Unforgettable Destinations

POPULAR RESORT TOWNS, PAST AND PRESENT,
TAKE CENTER STAGE IN TWO NEW BOOKS

Play(land) Time!
Playland: Greetings From Ocean City, Maryland

There is a world-famous amusement park in Rye, NY, called Playland, but sure as the salty goodness of Thrasher’s fries or a hole-in-one at Old Pro Golf, it’s not the only Playland worth writing about. And just like those Ocean City Boardwalk icons, writer Earl Shores captures the exquisite nostalgia of Playland on 65th Street, one of OC’s original family-fun amusements destination. Shores recounts, both fictionally and factually, his unforgettable summer of 1980, during which the then young college student worked at the park as a ride operator. It was a time when rides like the Paratrooper, Loop-O-Plane and Octopus carried the day, and beach-house roommates filled the air with the smell of Old Bay, left over from sweaty, crustacean-filled shifts at Phillips. Even if you’re not a four-generation OC vacationer, like Shores’ family is, the gossamer tales of surfing and suntan lotion spread over young muscles with hair the color of wheat, of pretty girls in bikinis in the daytime and equally nubile name-patch servers in the restaurants at night, it will, somehow, feel all-too-familiar to you. Along the way, you will revisit some of Ocean City’s most legendary people and places while learning more about the intricacies of this historic venue than you ever thought possible.

Island Boy
A YEAR ON THE TUMP

Poet Rachel Field wrote: “If once you have slept on an island, you’ll never be quite the same.” That sententious truth is enchantingly explored by Daniel P.T. Thomas in his new, ironically titled book, A Year on the Tump (Tump is an Irish word meaning “an insignificant, uninhabitable chunk of land in the shape of a hill or mound sticking out of the water”), yet there is nothing insignificant about Thomas’ book or its subject, the ethereal Chincoteague Island.

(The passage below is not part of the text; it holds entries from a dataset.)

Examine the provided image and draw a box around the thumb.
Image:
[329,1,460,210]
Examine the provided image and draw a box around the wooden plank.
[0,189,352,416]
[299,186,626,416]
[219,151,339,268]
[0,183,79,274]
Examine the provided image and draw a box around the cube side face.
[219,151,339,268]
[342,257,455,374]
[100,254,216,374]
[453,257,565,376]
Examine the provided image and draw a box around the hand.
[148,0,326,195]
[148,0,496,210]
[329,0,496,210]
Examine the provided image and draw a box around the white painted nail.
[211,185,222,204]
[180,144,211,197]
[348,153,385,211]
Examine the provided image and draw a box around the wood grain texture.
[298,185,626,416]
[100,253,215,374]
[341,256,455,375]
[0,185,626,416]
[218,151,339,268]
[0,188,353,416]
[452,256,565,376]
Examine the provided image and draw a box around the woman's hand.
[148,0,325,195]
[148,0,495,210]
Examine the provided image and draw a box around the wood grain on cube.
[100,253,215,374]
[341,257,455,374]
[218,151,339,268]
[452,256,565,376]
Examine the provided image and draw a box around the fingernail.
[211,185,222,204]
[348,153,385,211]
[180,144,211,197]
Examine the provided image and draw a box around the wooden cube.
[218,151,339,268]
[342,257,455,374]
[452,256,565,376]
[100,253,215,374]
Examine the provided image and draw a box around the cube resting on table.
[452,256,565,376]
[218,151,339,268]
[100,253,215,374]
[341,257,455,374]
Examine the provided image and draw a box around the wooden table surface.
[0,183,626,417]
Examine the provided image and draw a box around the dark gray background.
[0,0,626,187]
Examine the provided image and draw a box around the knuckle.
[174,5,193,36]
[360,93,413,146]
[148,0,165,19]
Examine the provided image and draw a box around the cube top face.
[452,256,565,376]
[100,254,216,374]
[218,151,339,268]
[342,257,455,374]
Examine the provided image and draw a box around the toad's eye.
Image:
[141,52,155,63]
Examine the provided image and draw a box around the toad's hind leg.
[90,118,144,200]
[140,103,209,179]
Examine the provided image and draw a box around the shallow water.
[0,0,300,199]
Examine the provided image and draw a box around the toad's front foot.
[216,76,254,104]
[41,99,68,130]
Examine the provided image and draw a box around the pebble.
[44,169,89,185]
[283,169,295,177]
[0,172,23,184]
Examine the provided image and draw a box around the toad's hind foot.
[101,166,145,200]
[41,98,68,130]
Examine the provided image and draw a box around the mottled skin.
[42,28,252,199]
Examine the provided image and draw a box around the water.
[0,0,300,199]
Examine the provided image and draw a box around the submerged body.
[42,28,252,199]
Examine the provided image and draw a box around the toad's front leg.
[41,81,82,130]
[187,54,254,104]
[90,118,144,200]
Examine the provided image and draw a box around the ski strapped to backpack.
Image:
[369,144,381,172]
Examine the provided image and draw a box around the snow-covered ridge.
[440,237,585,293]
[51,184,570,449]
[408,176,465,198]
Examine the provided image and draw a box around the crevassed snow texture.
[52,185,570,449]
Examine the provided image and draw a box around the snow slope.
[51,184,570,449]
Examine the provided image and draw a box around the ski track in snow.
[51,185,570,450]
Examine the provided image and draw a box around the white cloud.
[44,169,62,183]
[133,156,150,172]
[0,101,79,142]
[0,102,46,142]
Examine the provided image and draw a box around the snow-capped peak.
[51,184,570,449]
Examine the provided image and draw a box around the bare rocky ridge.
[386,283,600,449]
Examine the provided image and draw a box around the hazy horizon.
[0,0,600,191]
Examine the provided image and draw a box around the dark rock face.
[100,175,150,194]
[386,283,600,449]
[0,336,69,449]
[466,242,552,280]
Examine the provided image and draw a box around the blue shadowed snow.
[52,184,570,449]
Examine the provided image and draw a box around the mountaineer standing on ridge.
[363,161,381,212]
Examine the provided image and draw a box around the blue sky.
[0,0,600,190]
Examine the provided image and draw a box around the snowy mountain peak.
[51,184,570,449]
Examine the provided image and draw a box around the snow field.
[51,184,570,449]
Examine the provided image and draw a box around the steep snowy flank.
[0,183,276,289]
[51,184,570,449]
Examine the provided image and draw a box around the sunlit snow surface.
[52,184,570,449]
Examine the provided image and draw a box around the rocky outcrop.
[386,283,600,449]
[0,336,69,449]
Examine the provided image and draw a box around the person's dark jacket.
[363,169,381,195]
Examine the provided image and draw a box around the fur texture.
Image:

Plying straightforward, unadorned prose with the precision of a surgeon, this retired educator and artist elegantly chronicles a year on Chincoteague — including the island’s 37 square miles (only 10 of which are dry) and all three traffic lights — broken down by season, from when he and his spouse first put a downpayment on their island house, through the marshes’ springtime rebirth, the annual summertime Pony Penning and a memorable pontoon excursion with the colorful Captain Barry, to the autumn shift of the island’s zeitgeist, and on to Christmas and New Year Chincoteague-style. For Shore dwellers, the book (featuring Thomas’ beautiful artwork) will provide nourishing reassurance; for everyone else, it is a loving epistle of a bewitching place that is sure to inspire a legion of converts.